The state has effectively abandoned the greatest public higher education systems in the world and lost sight of the vision and promise of the Master Plan.
In 2009-10 public higher education in California experienced funding cuts of $1.7 billion and 226,000 students are currently not funded by the state. Compared to 20 years ago, California’s public universities and colleges have roughly half as much state money to spend per student.
Our priorities are misaligned. California spends 45 percent more on prisons than universities. While providing for public safety is important, it is not our prisons that have made California what it is today.
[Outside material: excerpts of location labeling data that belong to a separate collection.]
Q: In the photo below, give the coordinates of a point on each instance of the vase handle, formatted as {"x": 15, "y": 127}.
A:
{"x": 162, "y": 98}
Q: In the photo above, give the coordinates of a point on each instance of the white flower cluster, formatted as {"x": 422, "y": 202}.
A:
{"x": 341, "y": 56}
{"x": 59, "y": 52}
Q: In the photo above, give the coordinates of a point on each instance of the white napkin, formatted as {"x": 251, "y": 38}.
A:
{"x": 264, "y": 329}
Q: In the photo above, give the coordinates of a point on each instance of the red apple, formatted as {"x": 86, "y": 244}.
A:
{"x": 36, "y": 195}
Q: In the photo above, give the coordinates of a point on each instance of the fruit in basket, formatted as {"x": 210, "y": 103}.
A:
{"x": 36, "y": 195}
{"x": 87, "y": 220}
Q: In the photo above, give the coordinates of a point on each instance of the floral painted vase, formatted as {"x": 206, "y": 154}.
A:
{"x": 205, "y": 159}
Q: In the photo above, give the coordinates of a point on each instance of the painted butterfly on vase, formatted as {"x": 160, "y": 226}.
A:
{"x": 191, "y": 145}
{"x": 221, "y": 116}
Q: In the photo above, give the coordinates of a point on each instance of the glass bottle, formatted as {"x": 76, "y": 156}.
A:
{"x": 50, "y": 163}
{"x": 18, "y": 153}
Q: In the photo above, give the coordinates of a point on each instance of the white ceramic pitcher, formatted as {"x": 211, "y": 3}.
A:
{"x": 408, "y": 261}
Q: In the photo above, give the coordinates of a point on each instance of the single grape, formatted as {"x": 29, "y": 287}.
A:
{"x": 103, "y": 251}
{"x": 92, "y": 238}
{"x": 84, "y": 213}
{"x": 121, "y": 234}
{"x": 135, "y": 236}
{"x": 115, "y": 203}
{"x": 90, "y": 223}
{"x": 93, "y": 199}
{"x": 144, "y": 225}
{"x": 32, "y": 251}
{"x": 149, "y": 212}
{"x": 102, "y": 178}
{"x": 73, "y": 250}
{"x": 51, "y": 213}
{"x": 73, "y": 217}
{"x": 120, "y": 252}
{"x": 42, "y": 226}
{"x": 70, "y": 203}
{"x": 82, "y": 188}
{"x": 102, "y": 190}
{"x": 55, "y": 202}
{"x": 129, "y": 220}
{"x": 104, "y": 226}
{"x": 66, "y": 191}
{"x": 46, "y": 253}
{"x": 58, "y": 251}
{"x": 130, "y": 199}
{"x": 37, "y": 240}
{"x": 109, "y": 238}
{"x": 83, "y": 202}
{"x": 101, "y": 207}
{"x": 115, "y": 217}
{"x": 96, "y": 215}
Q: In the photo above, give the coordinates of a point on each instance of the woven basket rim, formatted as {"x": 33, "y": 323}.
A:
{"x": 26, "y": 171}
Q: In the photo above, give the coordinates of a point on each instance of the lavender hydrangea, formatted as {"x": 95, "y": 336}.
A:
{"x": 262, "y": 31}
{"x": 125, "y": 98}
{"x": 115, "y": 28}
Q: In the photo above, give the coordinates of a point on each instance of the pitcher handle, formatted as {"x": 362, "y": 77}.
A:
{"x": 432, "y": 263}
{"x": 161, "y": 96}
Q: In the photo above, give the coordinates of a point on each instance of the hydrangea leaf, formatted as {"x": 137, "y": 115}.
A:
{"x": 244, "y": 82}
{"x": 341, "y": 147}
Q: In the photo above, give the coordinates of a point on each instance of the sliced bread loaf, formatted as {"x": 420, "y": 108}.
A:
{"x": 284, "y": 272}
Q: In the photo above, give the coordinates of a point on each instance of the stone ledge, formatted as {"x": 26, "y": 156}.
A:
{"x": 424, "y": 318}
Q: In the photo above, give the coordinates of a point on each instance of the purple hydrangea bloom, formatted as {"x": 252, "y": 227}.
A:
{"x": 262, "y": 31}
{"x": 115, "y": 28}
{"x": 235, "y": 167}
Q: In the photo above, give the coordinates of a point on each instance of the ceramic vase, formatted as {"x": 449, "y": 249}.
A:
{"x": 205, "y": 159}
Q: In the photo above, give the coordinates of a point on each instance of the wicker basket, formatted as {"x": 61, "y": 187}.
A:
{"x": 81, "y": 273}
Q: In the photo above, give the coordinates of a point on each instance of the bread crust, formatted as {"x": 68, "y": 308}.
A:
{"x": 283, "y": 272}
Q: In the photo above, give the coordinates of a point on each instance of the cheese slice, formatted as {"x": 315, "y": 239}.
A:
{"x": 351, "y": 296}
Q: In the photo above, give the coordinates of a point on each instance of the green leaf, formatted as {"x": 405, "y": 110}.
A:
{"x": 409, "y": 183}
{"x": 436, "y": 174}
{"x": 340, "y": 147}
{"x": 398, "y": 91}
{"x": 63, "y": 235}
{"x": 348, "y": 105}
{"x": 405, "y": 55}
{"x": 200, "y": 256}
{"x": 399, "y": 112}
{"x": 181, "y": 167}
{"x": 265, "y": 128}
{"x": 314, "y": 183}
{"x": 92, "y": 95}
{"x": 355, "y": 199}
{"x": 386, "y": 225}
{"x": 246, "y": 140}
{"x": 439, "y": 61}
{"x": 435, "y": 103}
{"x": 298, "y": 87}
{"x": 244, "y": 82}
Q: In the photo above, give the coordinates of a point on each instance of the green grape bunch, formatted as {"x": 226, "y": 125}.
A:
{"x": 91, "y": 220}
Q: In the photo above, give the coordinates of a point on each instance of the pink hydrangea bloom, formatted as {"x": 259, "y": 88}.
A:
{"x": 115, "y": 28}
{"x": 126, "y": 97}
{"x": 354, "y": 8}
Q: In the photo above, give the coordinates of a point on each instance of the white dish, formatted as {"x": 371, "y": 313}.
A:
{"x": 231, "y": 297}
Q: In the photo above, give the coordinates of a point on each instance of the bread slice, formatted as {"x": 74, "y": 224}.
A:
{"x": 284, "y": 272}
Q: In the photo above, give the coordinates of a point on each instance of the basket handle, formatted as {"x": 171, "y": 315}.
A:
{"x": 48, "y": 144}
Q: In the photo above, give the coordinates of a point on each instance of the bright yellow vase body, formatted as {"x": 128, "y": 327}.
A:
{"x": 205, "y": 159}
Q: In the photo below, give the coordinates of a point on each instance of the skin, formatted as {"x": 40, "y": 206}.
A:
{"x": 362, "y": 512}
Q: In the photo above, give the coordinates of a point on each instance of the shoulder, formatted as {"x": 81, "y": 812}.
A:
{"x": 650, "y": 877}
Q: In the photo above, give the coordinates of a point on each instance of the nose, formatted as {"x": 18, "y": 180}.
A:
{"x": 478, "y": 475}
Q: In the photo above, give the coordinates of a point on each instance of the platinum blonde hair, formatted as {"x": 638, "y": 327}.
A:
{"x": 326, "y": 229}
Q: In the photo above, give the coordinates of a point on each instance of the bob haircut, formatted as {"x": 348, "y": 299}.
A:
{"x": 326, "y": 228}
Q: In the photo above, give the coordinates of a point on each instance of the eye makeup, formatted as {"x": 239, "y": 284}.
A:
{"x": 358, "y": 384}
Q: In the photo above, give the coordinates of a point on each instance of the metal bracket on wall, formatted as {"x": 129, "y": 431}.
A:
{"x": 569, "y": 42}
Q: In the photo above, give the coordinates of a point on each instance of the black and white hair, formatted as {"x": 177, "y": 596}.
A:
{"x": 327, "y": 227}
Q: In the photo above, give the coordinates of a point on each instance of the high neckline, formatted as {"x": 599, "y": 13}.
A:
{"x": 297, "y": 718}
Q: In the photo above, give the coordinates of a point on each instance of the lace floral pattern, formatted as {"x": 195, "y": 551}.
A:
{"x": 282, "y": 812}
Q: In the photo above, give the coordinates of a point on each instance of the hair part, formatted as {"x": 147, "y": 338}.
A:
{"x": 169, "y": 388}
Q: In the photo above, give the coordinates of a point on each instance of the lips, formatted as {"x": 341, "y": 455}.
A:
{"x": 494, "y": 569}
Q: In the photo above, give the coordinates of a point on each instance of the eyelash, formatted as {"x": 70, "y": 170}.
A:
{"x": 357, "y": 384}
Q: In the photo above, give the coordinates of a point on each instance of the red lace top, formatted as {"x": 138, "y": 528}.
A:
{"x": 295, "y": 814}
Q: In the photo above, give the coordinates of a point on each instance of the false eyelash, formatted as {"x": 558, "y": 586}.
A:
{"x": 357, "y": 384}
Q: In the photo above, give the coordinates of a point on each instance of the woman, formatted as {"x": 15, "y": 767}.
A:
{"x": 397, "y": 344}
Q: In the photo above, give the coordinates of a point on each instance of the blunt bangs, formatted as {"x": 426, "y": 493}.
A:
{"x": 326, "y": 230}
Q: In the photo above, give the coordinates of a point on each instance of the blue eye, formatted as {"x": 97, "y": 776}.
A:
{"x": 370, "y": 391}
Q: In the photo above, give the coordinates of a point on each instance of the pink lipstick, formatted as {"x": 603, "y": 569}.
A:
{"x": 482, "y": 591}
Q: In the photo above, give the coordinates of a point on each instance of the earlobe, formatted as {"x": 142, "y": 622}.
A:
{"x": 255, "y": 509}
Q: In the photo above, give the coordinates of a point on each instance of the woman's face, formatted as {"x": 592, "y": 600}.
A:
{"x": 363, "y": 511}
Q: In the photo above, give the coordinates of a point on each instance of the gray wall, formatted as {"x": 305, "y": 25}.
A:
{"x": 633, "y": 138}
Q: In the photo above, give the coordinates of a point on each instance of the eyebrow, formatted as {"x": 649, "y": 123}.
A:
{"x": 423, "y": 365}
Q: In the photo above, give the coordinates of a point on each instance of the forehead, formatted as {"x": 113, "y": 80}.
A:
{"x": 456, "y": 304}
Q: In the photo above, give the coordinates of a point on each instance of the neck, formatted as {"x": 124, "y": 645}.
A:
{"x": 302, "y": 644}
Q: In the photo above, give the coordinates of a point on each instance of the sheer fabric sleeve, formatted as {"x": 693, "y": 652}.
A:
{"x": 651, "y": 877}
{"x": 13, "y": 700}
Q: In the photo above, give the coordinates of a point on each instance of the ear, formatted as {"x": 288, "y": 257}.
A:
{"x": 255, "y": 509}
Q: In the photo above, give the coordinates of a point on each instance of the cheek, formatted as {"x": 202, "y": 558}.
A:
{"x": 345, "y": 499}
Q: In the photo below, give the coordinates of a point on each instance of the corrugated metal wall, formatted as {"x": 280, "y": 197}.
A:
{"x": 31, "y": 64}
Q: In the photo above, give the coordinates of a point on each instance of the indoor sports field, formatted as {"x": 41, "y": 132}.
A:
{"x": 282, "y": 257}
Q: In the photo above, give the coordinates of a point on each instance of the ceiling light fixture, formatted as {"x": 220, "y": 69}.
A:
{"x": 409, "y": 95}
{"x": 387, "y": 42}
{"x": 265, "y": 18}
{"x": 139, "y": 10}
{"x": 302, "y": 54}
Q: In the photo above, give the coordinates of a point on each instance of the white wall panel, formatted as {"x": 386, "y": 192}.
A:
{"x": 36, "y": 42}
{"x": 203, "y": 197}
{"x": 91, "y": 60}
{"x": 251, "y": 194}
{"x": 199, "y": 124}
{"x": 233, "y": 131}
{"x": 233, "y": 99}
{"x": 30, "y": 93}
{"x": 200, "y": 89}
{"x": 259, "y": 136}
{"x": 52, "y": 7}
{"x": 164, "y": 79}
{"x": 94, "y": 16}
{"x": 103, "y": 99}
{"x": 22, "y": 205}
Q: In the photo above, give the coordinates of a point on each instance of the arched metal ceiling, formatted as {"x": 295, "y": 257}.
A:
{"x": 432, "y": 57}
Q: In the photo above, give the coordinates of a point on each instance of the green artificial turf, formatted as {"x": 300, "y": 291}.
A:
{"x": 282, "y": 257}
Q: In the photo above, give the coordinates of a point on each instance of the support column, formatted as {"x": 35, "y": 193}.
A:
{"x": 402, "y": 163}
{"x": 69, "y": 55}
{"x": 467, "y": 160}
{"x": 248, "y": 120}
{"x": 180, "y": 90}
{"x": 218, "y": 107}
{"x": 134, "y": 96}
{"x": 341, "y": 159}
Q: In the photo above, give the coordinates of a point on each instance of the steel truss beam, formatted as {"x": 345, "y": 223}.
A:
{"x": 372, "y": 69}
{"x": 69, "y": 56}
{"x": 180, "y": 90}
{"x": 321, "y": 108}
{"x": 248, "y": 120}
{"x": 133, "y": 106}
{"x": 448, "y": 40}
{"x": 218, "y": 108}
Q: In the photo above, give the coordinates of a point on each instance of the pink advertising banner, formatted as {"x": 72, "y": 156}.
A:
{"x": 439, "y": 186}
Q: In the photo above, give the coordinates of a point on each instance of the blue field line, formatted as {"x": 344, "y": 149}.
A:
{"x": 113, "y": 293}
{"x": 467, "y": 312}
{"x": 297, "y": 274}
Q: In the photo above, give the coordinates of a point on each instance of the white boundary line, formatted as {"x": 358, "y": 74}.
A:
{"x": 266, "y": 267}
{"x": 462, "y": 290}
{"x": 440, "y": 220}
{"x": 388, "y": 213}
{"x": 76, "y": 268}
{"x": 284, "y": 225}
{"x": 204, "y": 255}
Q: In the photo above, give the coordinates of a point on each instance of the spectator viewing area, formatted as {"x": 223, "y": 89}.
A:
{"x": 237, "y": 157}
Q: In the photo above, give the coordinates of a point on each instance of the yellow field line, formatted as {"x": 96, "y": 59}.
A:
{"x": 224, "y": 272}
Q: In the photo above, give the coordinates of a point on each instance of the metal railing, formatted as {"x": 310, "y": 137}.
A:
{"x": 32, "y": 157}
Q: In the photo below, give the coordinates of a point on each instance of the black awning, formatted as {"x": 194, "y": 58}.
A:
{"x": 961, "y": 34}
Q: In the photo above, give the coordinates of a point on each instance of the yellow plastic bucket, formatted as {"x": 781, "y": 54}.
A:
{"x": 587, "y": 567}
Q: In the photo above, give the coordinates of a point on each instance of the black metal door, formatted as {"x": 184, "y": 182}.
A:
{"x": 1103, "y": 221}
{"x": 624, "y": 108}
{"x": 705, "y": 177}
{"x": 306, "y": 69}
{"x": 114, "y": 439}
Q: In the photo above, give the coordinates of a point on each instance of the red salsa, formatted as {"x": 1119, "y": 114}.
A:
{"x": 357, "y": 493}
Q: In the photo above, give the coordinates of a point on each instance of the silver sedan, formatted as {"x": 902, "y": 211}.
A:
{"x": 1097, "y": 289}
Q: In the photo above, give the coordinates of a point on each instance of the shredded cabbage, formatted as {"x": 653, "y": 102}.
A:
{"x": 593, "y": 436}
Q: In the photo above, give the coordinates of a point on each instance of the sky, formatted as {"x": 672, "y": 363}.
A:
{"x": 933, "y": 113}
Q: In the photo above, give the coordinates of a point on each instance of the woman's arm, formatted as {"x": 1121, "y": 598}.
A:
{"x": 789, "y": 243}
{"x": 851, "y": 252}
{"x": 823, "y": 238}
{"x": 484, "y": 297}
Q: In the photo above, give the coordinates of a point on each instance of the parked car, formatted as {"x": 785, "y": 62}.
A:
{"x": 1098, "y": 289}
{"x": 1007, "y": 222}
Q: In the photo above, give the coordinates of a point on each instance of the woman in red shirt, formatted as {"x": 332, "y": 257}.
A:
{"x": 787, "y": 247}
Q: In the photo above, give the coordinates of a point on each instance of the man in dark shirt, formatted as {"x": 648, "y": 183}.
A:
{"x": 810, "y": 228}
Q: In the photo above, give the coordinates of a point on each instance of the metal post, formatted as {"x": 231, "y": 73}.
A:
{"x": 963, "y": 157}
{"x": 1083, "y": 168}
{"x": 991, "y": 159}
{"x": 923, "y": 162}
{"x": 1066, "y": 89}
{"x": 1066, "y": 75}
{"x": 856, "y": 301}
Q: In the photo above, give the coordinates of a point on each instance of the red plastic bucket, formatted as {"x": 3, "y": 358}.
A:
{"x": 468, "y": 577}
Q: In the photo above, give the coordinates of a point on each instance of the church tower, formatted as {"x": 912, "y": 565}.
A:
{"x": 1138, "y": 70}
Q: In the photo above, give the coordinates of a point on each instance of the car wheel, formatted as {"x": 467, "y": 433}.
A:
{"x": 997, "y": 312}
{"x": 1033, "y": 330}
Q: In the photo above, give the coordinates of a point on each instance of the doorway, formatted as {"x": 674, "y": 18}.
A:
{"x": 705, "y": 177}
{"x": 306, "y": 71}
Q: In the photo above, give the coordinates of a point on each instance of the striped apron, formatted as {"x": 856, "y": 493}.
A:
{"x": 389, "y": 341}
It is the knowledge, innovation, technology, and research produced by the greatest minds in the world fostered by California colleges and universities.
Our elected officials and voters must be reminded that education is an investment and an engine for economic and social mobility. Our schools have the capacity to foster scientific and humanitarian research as well as to promote service to the state and country. In order for the state to remain competitive, it must reinvest in education.
We must not abandon the promise of the Master Plan. It is time for the state to reaffirm its own role in the Master Plan by restoring state support. Public education demands a new approach to public investment and a drastic paradigm shift in government financing.
Although seemingly broken, the promise can and must be repaired but it must also be enhanced and realize the significant change California has seen since 1960.
Today, it is necessary to focus our efforts on an ever-changing and increasingly diverse state. We are no longer serving families from college-going legacies and mostly middle-class backgrounds. More and more first-generation and economically disadvantaged students are entering our universities and colleges.
The Master Plan must respond to this diversity and ensure that our schools resemble the demographics of our state and continue to commit to providing affordable higher education to all.
The plan must also affirm higher education’s role in ensuring that all students have the preparation necessary to succeed. We must alter the sharp distinction between higher education and K-12 as was assumed in the Master Plan of 1960. With drastic disparities in educational opportunities for our youth, colleges and universities must strengthen relationship with local school districts across the state and see their challenge as our own.
At this time in our history, it is critical to reaffirm our commitment to the promise that was made by our leaders 50 years ago-a promise that all Californians have come and should continue to expect.
On this, the 50th anniversary of the Master Plan for Higher Education, leaders and representatives from all three segments will be reaffirming our commitment to these promises by joining efforts in an advocacy day in Sacramento. We must ask our elected officials to do the same. As our systems will advocate, we must “put our money were our greatest minds will be-next year and the next 50 years.”